Как преодолеть этот «обрыв», эту пропасть в историко-культурной цепи поколений — этой проблемой уже непосредственно будут жить и мучиться герои следующего капитального романа Гончарова. Он так и называется — «Обрыв». И словно к Штольцу и Ольге, позволивших себе испугаться и устыдиться странной симпатии к обломовской «грезе счастья», будет обращен этот внутренний голос спокойного раздумья одного из центральных героев «Обрыва» Бориса Райского, сливающийся на сей раз с голосом самого автора: «А пока люди стыдятся этой силы, дорожа “змеиной мудростью” и краснея от “голубиной простоты”, отсылая последнюю к наивным натурам, пока умственную высоту будут предпочитать нравственной, до тех пор и достижение этой высоты немыслимо, следовательно, немыслим и истинный, человеческий прогресс».
«ОБРЫВ» КАК ЗАКЛЮЧИТЕЛЬНАЯ ЧАСТЬ РОМАННОЙ ТРИЛОГИИ ГОНЧАРОВА
Обрыв»(1869) неизменно осознавался Гончаровым в качестве заключительной части романной трилогии, поскольку «писан одним и тем же умом, воображением и пером» 1. Действительно, в «Обрыве» без труда обнаружим знакомые по другим романам типы «мечтателя» и «практика» (Райский — Тушин); патриархальный уклад Малиновки живо напоминает идиллию Обломовки, любовная коллизия «Райский — Вера» (а также «Райский — Софья Беловодова») смоделирована по образцу той же ситуации «Пигмалион — Галатея», что и коллизия «Обломов — Ольга» (только в роли Пигмалиона на сей раз выступает собственно мужской персонаж).

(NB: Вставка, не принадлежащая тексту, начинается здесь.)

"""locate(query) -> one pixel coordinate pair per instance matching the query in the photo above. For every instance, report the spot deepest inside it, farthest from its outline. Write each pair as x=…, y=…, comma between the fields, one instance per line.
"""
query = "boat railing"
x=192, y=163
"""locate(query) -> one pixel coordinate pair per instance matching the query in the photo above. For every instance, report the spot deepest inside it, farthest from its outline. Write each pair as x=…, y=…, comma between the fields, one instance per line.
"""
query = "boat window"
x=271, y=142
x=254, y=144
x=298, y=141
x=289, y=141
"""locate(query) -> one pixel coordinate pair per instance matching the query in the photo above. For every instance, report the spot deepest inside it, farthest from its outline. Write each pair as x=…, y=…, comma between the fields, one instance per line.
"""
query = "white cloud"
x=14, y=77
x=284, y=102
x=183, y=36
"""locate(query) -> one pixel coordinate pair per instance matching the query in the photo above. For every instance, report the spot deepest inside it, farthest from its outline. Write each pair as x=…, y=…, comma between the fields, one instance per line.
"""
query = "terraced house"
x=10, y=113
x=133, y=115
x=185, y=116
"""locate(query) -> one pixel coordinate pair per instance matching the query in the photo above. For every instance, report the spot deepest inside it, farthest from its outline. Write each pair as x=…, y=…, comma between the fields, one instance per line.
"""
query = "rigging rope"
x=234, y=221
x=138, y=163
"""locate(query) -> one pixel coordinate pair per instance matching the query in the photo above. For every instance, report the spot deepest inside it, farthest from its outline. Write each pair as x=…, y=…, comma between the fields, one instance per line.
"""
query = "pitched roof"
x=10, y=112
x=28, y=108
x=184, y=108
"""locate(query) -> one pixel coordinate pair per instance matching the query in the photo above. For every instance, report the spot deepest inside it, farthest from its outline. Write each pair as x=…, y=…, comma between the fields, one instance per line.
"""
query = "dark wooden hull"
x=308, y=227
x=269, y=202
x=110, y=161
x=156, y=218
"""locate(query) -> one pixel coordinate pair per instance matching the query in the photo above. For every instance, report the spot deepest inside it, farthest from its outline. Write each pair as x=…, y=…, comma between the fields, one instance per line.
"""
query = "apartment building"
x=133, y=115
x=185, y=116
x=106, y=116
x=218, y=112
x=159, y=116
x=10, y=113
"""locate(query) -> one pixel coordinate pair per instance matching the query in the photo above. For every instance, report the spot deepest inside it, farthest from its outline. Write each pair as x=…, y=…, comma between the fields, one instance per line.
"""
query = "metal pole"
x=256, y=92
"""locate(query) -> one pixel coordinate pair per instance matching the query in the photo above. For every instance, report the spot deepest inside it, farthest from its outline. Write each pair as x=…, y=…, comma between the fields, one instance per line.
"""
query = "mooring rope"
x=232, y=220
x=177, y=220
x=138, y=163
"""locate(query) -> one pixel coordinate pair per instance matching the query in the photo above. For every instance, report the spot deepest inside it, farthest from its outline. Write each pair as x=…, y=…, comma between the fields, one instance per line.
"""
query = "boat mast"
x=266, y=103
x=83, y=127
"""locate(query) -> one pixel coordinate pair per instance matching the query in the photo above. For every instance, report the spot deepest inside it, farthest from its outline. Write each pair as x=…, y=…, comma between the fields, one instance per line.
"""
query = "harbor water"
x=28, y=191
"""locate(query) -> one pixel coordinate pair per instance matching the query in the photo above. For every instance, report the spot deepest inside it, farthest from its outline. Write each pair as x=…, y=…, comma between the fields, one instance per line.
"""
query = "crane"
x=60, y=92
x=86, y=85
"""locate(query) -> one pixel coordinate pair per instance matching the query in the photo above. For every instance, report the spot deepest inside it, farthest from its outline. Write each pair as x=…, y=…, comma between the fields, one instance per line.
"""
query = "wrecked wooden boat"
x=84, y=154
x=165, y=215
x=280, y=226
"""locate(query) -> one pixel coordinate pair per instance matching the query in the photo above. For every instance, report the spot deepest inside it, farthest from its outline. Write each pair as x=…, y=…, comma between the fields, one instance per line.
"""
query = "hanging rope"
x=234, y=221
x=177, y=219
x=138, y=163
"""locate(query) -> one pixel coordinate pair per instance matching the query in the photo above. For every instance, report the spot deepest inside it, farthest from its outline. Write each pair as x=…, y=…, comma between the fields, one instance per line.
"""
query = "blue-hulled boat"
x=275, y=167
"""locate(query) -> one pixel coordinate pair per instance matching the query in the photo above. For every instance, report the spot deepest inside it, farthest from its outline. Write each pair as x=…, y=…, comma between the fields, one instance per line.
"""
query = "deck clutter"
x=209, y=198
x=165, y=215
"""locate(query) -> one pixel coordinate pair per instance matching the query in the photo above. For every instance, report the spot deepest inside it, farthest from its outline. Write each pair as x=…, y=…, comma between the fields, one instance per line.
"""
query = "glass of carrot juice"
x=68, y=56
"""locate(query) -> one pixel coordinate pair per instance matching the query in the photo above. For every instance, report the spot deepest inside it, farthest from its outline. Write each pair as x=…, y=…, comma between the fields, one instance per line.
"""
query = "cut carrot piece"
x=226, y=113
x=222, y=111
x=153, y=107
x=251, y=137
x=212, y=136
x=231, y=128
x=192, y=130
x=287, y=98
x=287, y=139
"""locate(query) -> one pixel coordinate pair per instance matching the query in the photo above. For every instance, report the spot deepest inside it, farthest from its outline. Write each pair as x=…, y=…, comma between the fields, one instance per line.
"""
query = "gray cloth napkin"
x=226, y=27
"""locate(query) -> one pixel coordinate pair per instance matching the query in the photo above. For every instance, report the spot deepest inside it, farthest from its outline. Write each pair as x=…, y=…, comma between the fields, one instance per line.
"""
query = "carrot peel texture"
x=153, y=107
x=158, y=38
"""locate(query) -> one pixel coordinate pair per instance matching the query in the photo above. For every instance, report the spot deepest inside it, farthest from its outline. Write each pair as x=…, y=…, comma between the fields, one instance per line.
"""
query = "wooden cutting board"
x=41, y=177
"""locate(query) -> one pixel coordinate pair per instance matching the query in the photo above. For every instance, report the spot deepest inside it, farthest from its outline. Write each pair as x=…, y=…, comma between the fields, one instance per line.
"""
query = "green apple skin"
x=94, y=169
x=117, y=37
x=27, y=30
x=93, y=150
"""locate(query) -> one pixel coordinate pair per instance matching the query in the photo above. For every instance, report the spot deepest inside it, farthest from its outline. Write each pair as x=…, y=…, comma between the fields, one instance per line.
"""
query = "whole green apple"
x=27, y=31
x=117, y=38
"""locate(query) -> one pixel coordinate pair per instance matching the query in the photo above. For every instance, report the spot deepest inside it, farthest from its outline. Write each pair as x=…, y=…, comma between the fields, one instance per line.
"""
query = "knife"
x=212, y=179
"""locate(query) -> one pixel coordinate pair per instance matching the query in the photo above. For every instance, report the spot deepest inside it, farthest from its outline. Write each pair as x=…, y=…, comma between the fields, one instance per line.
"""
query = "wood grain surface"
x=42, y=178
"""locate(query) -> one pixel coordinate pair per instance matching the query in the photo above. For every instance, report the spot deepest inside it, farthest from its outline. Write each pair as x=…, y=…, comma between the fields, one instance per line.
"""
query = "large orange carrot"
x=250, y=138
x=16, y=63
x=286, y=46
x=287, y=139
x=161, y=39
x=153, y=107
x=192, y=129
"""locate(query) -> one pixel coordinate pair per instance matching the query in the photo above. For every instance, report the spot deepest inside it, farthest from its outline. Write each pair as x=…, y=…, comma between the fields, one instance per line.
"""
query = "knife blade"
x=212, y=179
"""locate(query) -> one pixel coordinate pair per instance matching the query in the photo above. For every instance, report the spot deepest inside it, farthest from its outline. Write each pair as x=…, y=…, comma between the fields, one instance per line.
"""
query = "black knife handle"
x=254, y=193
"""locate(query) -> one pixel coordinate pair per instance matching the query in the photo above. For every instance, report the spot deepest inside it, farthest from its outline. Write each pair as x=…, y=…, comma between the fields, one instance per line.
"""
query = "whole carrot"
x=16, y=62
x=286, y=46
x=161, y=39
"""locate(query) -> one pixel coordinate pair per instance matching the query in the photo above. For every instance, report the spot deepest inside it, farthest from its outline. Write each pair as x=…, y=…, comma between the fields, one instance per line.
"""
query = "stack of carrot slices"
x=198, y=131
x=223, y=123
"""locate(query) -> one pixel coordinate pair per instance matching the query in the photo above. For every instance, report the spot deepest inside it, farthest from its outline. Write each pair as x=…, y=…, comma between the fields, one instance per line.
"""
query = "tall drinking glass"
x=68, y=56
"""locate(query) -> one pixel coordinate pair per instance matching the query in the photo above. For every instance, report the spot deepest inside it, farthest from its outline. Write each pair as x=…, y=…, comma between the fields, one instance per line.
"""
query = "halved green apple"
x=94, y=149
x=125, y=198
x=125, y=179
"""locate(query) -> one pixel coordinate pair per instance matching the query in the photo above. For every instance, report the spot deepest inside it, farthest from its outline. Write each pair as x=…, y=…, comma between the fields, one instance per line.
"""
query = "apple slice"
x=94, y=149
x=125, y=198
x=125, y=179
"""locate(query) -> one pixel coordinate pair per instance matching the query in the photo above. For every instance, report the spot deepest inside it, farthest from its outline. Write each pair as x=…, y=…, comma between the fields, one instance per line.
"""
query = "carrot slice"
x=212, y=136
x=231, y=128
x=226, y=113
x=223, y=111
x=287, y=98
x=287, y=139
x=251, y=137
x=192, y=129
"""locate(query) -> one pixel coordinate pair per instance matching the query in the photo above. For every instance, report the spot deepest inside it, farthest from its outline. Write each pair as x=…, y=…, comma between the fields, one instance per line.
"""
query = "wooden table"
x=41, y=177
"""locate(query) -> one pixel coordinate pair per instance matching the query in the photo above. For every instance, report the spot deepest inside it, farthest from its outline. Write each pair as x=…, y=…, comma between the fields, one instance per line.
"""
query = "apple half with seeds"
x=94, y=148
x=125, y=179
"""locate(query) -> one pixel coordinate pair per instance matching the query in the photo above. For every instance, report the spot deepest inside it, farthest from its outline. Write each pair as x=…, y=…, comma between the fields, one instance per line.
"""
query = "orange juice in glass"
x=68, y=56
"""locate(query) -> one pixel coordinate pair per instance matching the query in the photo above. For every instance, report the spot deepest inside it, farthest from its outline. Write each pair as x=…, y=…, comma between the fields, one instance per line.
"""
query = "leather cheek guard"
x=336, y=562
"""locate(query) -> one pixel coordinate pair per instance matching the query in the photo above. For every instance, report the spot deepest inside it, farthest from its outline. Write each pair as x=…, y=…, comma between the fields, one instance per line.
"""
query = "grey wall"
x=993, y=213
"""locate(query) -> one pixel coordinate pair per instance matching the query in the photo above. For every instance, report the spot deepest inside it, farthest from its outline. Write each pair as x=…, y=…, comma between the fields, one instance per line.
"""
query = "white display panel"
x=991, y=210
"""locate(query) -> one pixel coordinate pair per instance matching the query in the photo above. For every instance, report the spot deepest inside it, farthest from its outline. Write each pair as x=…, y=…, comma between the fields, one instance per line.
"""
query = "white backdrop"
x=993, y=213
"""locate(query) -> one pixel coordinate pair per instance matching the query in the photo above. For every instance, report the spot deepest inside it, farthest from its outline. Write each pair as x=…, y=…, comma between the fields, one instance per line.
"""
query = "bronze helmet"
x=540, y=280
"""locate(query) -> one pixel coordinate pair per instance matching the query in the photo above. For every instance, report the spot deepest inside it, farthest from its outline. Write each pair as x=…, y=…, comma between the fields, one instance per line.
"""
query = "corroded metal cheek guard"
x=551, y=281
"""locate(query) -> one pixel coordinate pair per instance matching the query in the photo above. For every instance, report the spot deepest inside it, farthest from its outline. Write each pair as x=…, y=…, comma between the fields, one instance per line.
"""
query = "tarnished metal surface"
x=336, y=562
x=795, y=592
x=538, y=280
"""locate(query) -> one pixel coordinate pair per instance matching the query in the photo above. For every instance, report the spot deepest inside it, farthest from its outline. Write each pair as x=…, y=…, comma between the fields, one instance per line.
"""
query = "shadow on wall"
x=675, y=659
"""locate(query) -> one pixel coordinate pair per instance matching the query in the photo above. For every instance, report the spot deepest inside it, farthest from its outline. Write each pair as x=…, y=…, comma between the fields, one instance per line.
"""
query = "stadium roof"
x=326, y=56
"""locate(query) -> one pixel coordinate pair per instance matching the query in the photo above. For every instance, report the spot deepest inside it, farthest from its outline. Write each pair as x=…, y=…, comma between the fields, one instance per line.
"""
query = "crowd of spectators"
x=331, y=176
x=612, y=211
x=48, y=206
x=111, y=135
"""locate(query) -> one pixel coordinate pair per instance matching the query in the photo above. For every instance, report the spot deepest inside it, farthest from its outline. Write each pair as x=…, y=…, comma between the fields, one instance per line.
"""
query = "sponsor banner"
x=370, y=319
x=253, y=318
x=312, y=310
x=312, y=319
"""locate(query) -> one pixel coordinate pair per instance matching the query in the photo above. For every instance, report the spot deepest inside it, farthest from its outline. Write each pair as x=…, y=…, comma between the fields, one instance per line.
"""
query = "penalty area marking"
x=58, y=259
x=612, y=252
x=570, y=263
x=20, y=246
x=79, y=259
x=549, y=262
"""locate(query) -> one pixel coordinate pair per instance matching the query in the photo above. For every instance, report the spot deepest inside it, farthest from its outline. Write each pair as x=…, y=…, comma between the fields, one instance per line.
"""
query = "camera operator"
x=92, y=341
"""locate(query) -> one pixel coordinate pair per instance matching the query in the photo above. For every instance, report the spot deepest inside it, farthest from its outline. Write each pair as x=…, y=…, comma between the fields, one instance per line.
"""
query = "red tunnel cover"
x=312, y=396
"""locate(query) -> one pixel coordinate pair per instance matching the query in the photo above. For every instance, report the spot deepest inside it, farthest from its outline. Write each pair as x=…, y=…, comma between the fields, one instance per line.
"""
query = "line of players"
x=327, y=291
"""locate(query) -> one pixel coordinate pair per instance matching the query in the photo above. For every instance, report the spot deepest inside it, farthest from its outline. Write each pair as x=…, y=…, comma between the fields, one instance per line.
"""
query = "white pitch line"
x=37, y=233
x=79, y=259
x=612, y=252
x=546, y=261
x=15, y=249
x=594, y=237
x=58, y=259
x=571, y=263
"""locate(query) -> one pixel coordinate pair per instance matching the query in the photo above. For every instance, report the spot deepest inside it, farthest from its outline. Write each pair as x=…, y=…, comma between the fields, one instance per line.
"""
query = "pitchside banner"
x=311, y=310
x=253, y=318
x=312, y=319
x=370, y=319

В отраженном, как бы предварительно пропущенном сквозь призму художественного здания «Обломова» свете явлены в последнем романе Гончарова знакомые мотивы и образы «Обыкновенной истории». Так, вся первая часть «Обрыва» как бы в сжатом виде воспроизводит историю «утраты иллюзий» юного провинциа-ла-романтика Райского в Петербурге, а портрет Ивана Ивановича Аянова представляет собой сильно урезанный вариант образа Адуева-старшего. Последний роман Гончарова и начинается, по сути, с того, чем заканчивается «Обыкновенная история» — с возвращения романтика в родовое гнездо, к своим культурным и нравственным корням...
Однако «сквозной сюжет» романной трилогии в «Обрыве» значительно усложнен и расширен. Ибо в центре романа оказывается фигура не просто мечтателя, но собственно человека искусства — писателя Райского. Внутри авторского замыс-
ла «Обрыва» на глазах читателя зарождается и замысел романа героя: оба «романа» как бы пишутся одновременно (композиционный эффект «романа в романе»), одни и те же события служат материалом и Гончарову, и его герою Райскому. Следовательно, романный сюжет не только непосредственно проживается героями, но и является предметом творческой рефлексии Райского, а через него и самого Гончарова актом «самосознания и самопроверки» 1. Написание романа заставляет Райского постоянно расширять художественную раму повествования, вводить в сюжет все новые и новые «портреты», «картины» и «сцены». Таким способом мотивируется многонаселенность этого последнего произведения Гончарова, включенность в его орбиту множества непосредственно не связанных с сюжетом типов, как петербургских, так и провинциальных. Сама же генеральная для трилогии проблема смены старого, феодального уклада новым, буржуазным в «Обрыве», таким образом, перекрывается более общей, философско-эстетической проблемой соотношения «правды искусства» с «правдой жизни», возможности искусства творить и преобразовывать действительность и, как следствие, роли творческой личности в осуществлении исторического и культурного прогресса.